WASHINGTON — The US State Department on Monday denounced the burning of copies of the Koran and a depiction of the prophet Mohammed by a Florida pastor, saying the acts did not reflect American values.
"We find such action deplorable. We find it disrespectful. I, frankly, don't want to give this issue or that individual any more air time here," State Department spokeswoman Victoria Nuland told reporters.
"This is the act of one individual and in no way reflects the values of the American people or of the US government," Nuland said.
The burning, attended by 20 people and streamed live over the Internet, was carried out by pastor Terry Jones at his church in Gainesville, Florida on Saturday, The Gainesville Sun said.
Video of the burning was uploaded to YouTube by the pastor's supporting group "Stand Up America Now."
The actions were taken to protest the imprisonment in Iran of a Christian clergyman, Youcef Nadarkhani.
The Pentagon had urged Jones to reconsider, expressing concern that US forces in Afghanistan and elsewhere could be put at greater risk because of the act, the newspaper said, but Jones insisted on going ahead with the protest.
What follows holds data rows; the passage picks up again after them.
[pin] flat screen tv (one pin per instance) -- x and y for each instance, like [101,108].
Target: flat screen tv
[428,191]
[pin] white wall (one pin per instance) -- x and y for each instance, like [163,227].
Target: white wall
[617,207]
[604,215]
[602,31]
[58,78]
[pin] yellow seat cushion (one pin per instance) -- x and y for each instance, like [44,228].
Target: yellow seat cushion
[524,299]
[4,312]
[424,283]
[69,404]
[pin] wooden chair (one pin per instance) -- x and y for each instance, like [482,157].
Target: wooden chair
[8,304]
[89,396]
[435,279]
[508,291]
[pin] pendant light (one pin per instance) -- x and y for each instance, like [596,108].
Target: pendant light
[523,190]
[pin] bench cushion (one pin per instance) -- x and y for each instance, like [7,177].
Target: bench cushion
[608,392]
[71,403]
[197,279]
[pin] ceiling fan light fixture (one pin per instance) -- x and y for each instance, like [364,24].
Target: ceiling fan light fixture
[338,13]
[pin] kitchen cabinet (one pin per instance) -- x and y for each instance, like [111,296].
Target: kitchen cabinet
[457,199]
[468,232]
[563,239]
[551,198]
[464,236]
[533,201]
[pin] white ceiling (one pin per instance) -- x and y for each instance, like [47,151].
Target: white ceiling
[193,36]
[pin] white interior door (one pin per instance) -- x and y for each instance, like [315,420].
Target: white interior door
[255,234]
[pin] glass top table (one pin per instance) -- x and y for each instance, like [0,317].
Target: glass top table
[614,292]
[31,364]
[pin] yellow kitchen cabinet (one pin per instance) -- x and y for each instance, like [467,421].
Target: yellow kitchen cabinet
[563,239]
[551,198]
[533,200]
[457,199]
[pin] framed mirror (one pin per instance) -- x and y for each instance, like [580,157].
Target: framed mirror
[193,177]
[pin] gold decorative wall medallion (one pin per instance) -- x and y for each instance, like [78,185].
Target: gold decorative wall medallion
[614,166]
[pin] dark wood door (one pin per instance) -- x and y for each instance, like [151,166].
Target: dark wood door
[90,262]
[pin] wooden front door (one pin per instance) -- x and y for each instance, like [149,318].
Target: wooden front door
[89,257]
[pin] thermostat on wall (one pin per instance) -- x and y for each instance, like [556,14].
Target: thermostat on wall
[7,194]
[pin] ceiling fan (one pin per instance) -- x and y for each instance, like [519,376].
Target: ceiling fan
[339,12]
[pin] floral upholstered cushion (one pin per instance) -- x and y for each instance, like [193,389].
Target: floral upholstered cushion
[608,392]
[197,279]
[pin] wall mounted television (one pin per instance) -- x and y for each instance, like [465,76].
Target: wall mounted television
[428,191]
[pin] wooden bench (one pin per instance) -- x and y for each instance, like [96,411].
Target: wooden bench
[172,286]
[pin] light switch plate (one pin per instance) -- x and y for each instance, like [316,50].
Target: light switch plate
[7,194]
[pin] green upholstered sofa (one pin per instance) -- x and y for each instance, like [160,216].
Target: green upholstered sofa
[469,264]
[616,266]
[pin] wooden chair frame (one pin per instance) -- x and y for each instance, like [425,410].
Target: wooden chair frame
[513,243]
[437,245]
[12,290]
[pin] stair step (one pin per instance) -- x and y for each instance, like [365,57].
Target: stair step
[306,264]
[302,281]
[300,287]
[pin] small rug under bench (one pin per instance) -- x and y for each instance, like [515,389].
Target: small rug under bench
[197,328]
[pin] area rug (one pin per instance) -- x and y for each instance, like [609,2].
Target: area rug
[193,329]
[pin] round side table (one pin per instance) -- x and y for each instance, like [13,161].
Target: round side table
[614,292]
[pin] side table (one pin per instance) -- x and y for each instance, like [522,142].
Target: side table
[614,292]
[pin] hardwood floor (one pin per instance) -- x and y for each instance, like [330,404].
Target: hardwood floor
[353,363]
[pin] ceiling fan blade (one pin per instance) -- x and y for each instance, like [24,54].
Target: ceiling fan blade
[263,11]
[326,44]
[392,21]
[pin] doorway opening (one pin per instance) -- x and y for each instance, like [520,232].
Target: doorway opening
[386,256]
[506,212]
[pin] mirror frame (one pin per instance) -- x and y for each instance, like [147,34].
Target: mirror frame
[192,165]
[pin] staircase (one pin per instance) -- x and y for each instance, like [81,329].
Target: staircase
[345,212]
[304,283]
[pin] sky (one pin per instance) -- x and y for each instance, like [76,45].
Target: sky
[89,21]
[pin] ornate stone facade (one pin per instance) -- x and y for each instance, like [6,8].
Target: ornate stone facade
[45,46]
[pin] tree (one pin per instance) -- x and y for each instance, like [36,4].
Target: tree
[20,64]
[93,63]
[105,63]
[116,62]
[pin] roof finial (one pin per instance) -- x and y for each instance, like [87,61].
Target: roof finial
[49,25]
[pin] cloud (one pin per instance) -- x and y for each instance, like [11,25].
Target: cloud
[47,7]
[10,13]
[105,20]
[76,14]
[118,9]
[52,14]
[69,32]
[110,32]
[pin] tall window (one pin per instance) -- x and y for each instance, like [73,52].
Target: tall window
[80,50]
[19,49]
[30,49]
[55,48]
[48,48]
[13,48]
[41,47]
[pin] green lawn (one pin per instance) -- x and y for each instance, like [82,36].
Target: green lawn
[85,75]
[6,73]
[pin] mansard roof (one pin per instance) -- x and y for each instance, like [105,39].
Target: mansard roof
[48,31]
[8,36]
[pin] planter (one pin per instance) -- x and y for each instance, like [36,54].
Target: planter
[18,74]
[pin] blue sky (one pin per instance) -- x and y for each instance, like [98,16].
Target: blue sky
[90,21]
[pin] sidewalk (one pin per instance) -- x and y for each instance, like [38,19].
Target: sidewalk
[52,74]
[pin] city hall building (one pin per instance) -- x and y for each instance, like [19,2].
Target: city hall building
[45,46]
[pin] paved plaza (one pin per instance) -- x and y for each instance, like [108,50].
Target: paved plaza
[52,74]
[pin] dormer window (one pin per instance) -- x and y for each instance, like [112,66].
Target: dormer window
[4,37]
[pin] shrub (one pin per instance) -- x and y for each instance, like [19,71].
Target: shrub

Nadarkhani was arrested in October 2009 and condemned to death under Islamic sharia law for converting to Christianity when he was 19.
Now 34, he is a pastor of a small evangelical community called the Church of Iran. Iran's supreme court in July 2011 overturned the death sentence and sent the case back to the court in Nadarkhani's hometown of Rasht, in Gilan province.
His retrial took place at the end of September 2011 with no verdict made public.
Several Western countries including the United States, Britain, Germany and France condemned the death sentence and said they feared it could be carried out soon.